Neither of these files has a hard 2026 or 2027 compliance date attached yet, but both will eventually force reformulation decisions with lead times measured in years, not months, which is exactly why they need to sit on a compliance calendar well before a proposal becomes a Regulation.
What should a compliance team do next?
The pattern across the EU, the UK and Switzerland in 2026 is that ingredient bans arrive with less warning, not more. Omnibus VIII gave EU companies zero adaptation time once the SCCS had spoken; the UK's SI 2026/23 at least offers a sell-through window, but on its own separate schedule; and Switzerland can tighten a limit unilaterally even where it otherwise defers to Brussels.

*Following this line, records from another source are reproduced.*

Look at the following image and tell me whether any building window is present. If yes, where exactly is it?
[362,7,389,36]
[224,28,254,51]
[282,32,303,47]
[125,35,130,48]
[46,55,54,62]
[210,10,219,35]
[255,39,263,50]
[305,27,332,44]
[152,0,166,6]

Treating Regulation (EC) No 1223/2009 as the single source of truth for a European portfolio will miss the UK's next WTO-notified draft and the next Swiss Ordinance amendment.
Obsidian tracks the EU Omnibus pipeline, the UK's OPSS statutory instruments and WTO notifications, and Switzerland's Cosmetics Ordinance amendments as separate but connected feeds, so a team does not have to check three regulators to know whether a formulation is still sellable everywhere it ships. Setting up per-jurisdiction monitoring flags a new Omnibus regulation, a UK statutory instrument, or a Swiss Ordinance change the moment it publishes, rather than after a customs hold. The AI companion can answer a direct question about a specific Annex entry or a jurisdiction's current sell-through deadline straight from Obsidian's verified regulatory database, and teams running their own compliance tooling can pull the same underlying data through the MCP integration. With the PFAS restriction and the next UK CMR wave both still to land, the safer planning assumption for a European cosmetics portfolio is that 2027 will bring at least as many divergent deadlines as 2026 did.